Stellantis admet avoir abandonné les marques déficitaires

Stellantis admet avoir abandonné les marques déficitaires

Stellantis, sous la direction de Carlos Tavares, envisage de céder certaines marques face à une chute significative des bénéfices. Tout en soulignant l’importance de chaque marque, il aborde les enjeux de rentabilité. Découvrez les implications de cette stratégie audacieuse et comment cela pourrait redéfinir le paysage automobile.

Stellantis a admis, par l’intermédiaire de son PDG, le Français Carlos Tavares, la possibilité de se débarrasser de certaines de ses marques qui, dans un avenir proche, ne pourront pas être rentables. Cependant, il y en a aussi d’autres qui semblent désormais en sécurité…

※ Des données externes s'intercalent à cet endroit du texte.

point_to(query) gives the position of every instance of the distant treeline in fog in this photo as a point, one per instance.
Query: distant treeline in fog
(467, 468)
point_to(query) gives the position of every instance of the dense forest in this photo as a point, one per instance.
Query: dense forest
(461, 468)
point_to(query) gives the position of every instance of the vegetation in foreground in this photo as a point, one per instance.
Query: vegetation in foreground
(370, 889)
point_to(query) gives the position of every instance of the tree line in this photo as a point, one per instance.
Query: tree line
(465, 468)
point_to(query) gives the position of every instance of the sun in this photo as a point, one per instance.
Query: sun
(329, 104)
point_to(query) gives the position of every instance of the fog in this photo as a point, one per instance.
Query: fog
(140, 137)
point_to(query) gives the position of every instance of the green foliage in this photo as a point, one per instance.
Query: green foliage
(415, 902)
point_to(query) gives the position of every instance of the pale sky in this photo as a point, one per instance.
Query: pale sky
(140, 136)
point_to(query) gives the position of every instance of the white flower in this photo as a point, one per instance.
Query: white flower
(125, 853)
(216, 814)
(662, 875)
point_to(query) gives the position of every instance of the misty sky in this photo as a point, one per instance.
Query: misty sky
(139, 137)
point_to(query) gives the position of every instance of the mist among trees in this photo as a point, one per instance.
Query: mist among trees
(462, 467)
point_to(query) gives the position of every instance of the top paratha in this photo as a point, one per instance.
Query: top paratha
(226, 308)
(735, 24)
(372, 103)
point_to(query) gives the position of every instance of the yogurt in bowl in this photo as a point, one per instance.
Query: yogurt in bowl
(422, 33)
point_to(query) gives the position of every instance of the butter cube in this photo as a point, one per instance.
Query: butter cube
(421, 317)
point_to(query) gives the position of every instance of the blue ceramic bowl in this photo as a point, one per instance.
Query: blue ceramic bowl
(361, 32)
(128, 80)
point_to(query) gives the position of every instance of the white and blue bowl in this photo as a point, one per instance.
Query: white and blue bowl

Après une baisse de 48 % des bénéfices au cours des 6 premiers mois de 2024, le PDG de Stellantis, Carlos Tavares, a supposé que Stellantis pourrait vendre des marques qui ne seraient pas rentables pour l’entreprise.

Carlos Tavares, PDG de Stellantis
Carlos Tavares, PDG de Stellantis

Selon Automotive News Europe, Carlos Tavares a affirmé que toutes les marques ont l’importance qui leur revient. Toutefois, s’ils ne peuvent être rentables, certaines décisions devront être prises.

Toujours selon le dirigeant français, même si des marques comme Peugeot et Fiat peuvent être en sécurité, en raison de leur rentabilité, des marques comme Maserati, Lancia ou DS, traversant des phases de moindre épanouissement, également financièrement, pourraient fermer leurs portes et être vendues si ils ne parviennent pas à devenir rentables.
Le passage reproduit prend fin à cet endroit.